Ms Higgins said a number of restaurants and coffee shops are reporting a decline in sales. “People aren’t eating out,” she said. “They’re barbecuing in the back garden and inviting their friends around. Wine sales are up.
“Discretionary spend in terms of high end luxury shopping isn’t happening right now, but people are going the extra mile in terms of clothing they might require or groceries and alcohol.
“People are using their gardens as an extra living room. They aren’t making their way into town centres to buy. There’s been a fall in footfall as a result. Obviously that has a negative impact on retail in town centres.”
A spokeswoman for the Irish Hotels Federation said the fine weather was contributing to an increase in so-called “stay-cations”.
“It encourages people to take more short breaks at home. It also encourages overseas visitors who are staying in cities to actually travel around the country. So it greatly benefits businesses outside of the hotspots.”
Sean Kelly, who owns Kelly’s Butchers in Newport, Co Mayo, said there was a “very big bounce” for barbecue products, but that other items were suffering.
“As for the roast beef or anything like that, it’s dead in the water,” he said. “You couldn’t give a roast beef away. Who the hell wants it? We’re making different types of burgers and different types of kebabs.
“We have chicken fillets on a stick. Don’t be talking about it. Just do it. We’re making a lamb sausage here, which is going very well.
“We’ve starting doing something that we’ve never done before: we’re doing a hotdog. A Kellydawg we call it.
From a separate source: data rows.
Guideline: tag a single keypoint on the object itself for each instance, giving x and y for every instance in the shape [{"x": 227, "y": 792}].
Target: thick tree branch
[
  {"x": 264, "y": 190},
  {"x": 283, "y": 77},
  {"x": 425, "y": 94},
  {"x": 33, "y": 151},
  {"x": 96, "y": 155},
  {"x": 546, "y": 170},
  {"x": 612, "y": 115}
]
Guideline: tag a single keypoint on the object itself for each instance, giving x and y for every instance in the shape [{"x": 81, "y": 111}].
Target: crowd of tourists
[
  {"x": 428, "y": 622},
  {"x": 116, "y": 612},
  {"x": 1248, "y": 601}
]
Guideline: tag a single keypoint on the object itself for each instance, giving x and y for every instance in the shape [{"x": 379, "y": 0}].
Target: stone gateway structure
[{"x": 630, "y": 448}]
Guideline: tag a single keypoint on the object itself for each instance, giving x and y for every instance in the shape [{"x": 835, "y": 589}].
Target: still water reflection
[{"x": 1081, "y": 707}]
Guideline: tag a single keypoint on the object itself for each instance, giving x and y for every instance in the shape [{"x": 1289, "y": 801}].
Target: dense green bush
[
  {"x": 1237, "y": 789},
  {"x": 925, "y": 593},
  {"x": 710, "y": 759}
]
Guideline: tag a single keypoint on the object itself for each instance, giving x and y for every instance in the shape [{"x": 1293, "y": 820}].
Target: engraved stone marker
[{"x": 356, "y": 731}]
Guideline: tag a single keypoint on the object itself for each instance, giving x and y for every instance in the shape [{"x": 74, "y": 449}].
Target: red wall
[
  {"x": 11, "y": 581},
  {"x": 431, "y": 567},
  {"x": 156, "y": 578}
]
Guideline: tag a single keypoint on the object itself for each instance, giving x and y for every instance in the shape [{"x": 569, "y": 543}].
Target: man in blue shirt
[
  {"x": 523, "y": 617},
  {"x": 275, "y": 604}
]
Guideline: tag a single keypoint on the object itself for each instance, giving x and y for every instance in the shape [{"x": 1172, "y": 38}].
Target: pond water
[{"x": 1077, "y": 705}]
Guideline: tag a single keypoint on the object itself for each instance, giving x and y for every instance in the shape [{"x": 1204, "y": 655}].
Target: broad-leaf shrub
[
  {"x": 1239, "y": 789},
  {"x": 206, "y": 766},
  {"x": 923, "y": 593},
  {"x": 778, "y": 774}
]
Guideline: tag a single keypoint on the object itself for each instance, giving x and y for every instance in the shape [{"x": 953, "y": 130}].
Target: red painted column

They’re going very well for us.
Mr Kelly said trade was up about 1 per cent compared to the same week last year.
“I’m very happy with that, because if you sell a roast beef, the volume of money you’re taking in is much bigger,” he said. “But we’re selling an awful lot more kebabs and burgers.”
On the other hand, Restaurants Association of Ireland chief executive Adrian Cummins said the industry was “suffering” currently.
“Business is down because people don’t eat as much in the hot weather,” he said. “It’s having a negative effect on income for our industry. We’re hoping it will get a little milder. A drop in temperatures would be good for us.”
In Dún Laoghaire, Yasmin Khan, manager of Teddy’s ice cream shop, said the current period would make up for a slow start to the season. “We’re busy, busy at this time of the year,” she said. “We are particularly busy with the weather.
“We’re working really hard. There was a very bad start to this season, so I would say that at the end of the year it will probably level out. Certainly we’ve been selling an awful lot more ice cream for the last three weeks than we were this time last year.”
Ikea Ireland market manager Claudia Marshall said the furniture giant recorded its best year of sales for its outdoor range.
“Customers are favouring outdoor dining accessories suitable for barbecues and picnics,” she said. “We’re also seeing a strong preference for outdoor decoration like plants, plant pots, decorative lighting to make the outdoors as stylish as the indoors.”